Point-in-Time Recovery
Restore a Backup in Quick Start performed default recovery, which is to play all the way to the end of the WAL stream. In the case of a hardware failure this is usually the best choice but for data corruption scenarios (whether machine or human in origin) Point-in-Time Recovery (PITR) is often more appropriate.
Point-in-Time Recovery (PITR) allows the WAL to be played from a backup to a specified lsn, time, transaction id, or recovery point. For common recovery scenarios time-based recovery is arguably the most useful. A typical recovery scenario is to restore a table that was accidentally dropped or data that was accidentally deleted. Recovering a dropped table is more dramatic so that's the example given here but deleted data would be recovered in exactly the same way.
Create a table with very important data
psql -c "begin;
create table important_table (message text);
insert into important_table values ('Important Data');
commit;
select * from important_table;"
It is important to represent the time as reckoned by PostgreSQL and to include timezone offsets. This reduces the possibility of unintended timezone conversions and an unexpected recovery result.
Get the time from
psql -Atc "select current_timestamp"
Now that the time has been recorded the table is dropped. In practice finding the exact time that the table was dropped is a lot harder than in this example. It may not be possible to find the exact time, but some forensic work should be able to get you close.
Drop the important table
psql -c "begin;
drop table important_table;
commit;
select * from important_table;"
If the wrong backup is selected for restore then recovery to the required time target will fail. To demonstrate this a new incremental backup is performed where important_table does not exist.
Perform an incremental backup
pgbackrest --stanza=demo --type=incr backup
pgbackrest info
It will not be possible to recover the lost table from this backup since PostgreSQL can only play forward, not backward.
Attempt recovery from an incorrect backup
pg_ctlcluster 17 demo stop
pgbackrest --stanza=demo --delta
--set=<backup-last> --target-timeline=current
--type=time "--target=<time-recovery-timestamp>" --target-action=promote restore
pg_ctlcluster 17 demo start
pg_ctlcluster 17 demo start
cat /var/log/postgresql/postgresql-17-demo.log
pg_ctlcluster 17 demo start
psql -c "select * from important_table"
Looking at the log output it's not obvious that recovery failed to restore the table. The key is to look for the presence of the "recovery stopping before..." and "last completed transaction..." log messages. If they are not present then the recovery to the specified point-in-time was not successful.
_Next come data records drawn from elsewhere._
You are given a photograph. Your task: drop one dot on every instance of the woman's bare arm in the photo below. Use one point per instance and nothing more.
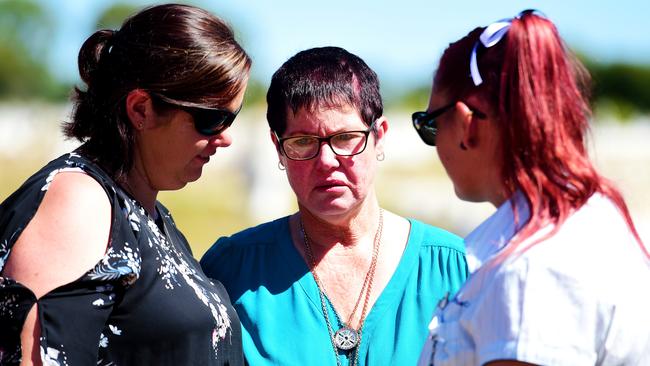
(66, 238)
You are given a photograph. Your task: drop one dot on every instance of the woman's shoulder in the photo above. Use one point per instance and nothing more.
(250, 239)
(434, 236)
(262, 234)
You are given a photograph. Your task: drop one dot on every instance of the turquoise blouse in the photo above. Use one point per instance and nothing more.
(278, 303)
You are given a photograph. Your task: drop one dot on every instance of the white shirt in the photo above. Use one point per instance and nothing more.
(580, 297)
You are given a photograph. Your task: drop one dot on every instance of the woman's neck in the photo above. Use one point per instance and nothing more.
(138, 185)
(347, 231)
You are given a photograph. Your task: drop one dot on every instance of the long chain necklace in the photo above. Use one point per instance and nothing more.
(347, 338)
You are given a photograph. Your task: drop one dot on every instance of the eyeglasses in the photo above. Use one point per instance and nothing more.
(207, 121)
(307, 147)
(426, 125)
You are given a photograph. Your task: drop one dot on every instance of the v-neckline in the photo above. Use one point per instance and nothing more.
(385, 299)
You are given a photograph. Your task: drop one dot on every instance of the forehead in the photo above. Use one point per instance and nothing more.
(321, 120)
(437, 100)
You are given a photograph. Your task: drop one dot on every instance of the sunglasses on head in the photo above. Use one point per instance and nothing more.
(208, 121)
(426, 125)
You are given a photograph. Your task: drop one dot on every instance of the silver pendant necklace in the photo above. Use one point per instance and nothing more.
(346, 338)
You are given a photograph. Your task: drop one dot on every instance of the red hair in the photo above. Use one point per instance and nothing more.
(540, 93)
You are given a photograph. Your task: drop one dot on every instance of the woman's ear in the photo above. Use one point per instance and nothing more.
(470, 125)
(381, 127)
(138, 108)
(274, 139)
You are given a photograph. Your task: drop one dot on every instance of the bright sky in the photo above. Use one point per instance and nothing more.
(401, 40)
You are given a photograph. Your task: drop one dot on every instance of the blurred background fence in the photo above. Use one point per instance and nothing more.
(242, 185)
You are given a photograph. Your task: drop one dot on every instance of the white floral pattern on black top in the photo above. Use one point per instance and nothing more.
(144, 302)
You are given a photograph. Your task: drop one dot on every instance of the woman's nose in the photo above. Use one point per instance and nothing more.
(326, 155)
(224, 139)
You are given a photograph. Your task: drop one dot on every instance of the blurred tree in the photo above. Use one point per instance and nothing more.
(622, 88)
(25, 29)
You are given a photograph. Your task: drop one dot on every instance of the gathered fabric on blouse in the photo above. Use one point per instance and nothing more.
(279, 304)
(146, 302)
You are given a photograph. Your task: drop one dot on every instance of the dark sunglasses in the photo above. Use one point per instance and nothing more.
(207, 121)
(426, 125)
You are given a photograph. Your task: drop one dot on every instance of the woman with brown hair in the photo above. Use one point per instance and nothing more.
(508, 114)
(94, 270)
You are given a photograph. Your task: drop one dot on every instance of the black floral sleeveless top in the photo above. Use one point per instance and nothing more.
(146, 302)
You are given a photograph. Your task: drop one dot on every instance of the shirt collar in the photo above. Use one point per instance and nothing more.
(494, 233)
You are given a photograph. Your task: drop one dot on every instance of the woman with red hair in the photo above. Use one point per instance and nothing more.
(508, 114)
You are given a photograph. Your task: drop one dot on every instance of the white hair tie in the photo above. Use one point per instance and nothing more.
(490, 36)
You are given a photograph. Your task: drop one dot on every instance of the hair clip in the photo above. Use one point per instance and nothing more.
(490, 36)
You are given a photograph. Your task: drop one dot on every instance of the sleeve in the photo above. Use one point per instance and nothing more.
(71, 317)
(532, 313)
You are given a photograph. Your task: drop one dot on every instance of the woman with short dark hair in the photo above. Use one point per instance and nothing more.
(94, 270)
(342, 281)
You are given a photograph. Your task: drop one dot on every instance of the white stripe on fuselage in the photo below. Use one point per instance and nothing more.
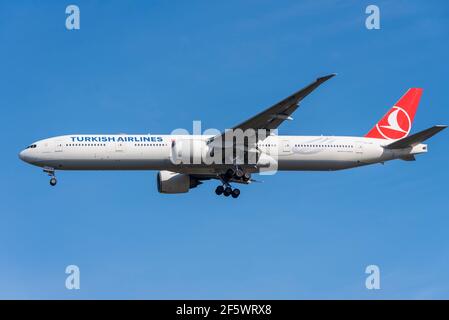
(153, 152)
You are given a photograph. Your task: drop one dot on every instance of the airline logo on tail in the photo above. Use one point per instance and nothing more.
(397, 123)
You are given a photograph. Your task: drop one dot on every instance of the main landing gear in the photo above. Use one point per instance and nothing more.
(51, 173)
(232, 174)
(227, 191)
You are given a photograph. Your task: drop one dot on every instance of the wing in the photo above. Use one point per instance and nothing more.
(416, 138)
(274, 116)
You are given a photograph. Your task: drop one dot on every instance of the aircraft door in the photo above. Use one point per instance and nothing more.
(285, 145)
(358, 148)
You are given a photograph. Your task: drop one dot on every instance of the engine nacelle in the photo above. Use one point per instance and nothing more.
(173, 182)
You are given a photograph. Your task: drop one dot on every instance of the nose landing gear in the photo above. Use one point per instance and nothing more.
(51, 173)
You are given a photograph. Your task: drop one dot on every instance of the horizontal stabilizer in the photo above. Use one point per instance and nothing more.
(416, 138)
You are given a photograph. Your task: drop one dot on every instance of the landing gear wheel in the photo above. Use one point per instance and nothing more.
(53, 181)
(227, 191)
(239, 173)
(229, 173)
(219, 190)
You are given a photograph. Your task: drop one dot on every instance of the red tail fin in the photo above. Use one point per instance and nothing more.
(397, 122)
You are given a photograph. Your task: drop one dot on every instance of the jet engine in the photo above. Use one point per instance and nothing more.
(173, 182)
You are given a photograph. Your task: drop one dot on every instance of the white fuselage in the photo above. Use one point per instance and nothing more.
(156, 152)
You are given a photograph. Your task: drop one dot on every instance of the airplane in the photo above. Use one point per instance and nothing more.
(181, 159)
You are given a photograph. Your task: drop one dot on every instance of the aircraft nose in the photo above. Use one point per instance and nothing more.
(23, 155)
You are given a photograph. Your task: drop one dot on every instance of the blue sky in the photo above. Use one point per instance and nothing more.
(153, 66)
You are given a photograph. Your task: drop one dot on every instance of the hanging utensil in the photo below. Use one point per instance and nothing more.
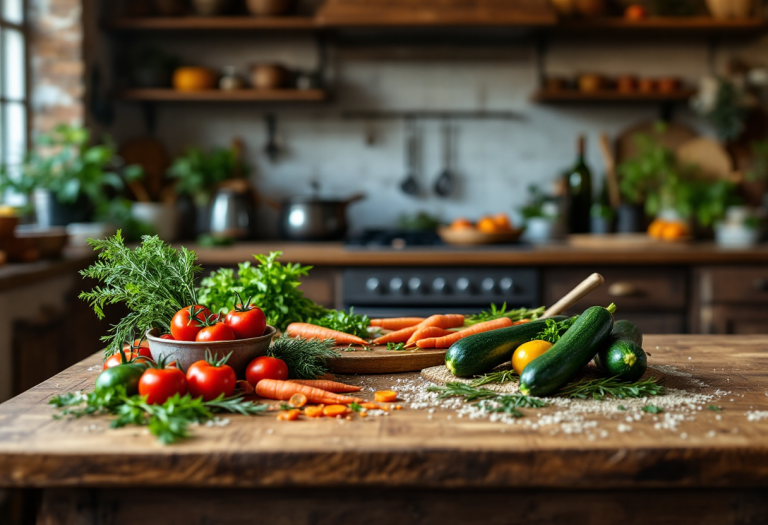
(445, 181)
(410, 185)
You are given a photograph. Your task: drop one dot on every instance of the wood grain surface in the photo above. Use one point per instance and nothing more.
(408, 447)
(335, 254)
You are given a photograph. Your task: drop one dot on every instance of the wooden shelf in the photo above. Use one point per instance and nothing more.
(218, 23)
(215, 95)
(571, 96)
Examine the log output to discover the recovery was not successful
cat /var/log/postgresql/postgresql-17-demo.log
A reliable method is to allow pgBackRest to automatically select a backup capable of recovery to the time target, i.e. a backup that ended before the specified time.
Note
pgBackRest cannot automatically select a backup when the restore type is xid or name.
Restore the demo cluster to
pg_ctlcluster 17 demo stop
pgbackrest --stanza=demo --delta
--type=time "--target=<time-recovery-timestamp>"
--target-action=promote restore
cat /var/lib/postgresql/17/demo/postgresql.auto.conf
pgBackRest has generated the recovery settings in postgresql.auto.conf so PostgreSQL can be started immediately. %f is how PostgreSQL specifies the WAL segment it needs and %p is the location where it should be copied. Once PostgreSQL has finished recovery the table will exist again and can be queried.
Start and check that the important table exists
pg_ctlcluster 17 demo start
psql -c "select * from important_table"
The PostgreSQL log also contains valuable information. It will indicate the time and transaction where the recovery stopped and also give the time of the last transaction to be applied.